Scientists looking for work will certainly benefit from the presence of most German research institutions on the fairgrounds. "The current job market situation for chemists, physicists, and biologists is quite good, especially in areas such as chemical process development, microsystems technology, and biomedical research," says Siegfried Voigt of the Karlsruhe Research Center for Technology and Environment. Andreas Staak of the Center for Environmental Research Leipzig-Halle agrees. Both centers are members of the Hermann von Helmholtz Association of National Research Centers in Germany, which conduct research in a wide range of technologies in worldwide projects.

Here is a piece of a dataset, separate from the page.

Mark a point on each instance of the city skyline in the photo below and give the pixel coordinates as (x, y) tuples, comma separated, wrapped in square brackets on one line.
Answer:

But the research institutes are facing stiff competition from the private sector, which is more good news for young scientists. "The industrial sector needs scientists again, so we are competing with industry. And most positions we can offer are only temporary and not equal in salary compared to industrial wages," says Voigt. Green industries are particularly eager to recruit young scientists, thanks to a favorable political climate and a growing market for renewable energy sources. "When the German Renewable Energy Law [Erneuerbare Energien-Gesetz] came into effect a year ago, both the solar and wind energy sectors really got a push," explains Andrea Hein, director for marketing and communications of Enron Wind, a large manufacturer of wind turbines. "We are desperately trying to find qualified people in engineering, project development, and maintenance service worldwide," Hein tells Next Wave Germany.
The fair ends 28 April, and Next Wave Germany encourages those who haven't found their dream job to spend the last Saturday of the fair strolling from stand to stand. The large area makes that a daunting task, but it is well worth it. If you do visit, don't miss the Deutsche Messe AG initiative called "Go for High Tech," launched in cooperation with several large industrial groups such as the German Association of Engineers (VDI). More than 250 companies have agreed to participate. Everyone who is currently interested in a career in high-tech engineering is invited to get firsthand information on career opportunities from the companies' human resources and recruitment departments. More than 15,000 students have already registered for this career day so far. The Deutsche Messe AG is planning to expand these activities at other leading fairs like the CeBIT as well, as CEO Klaus Goehrmann announced at a press conference. The industrial interest groups are supporting this initiative; they know that young blood is crucial to survive in the globalized market.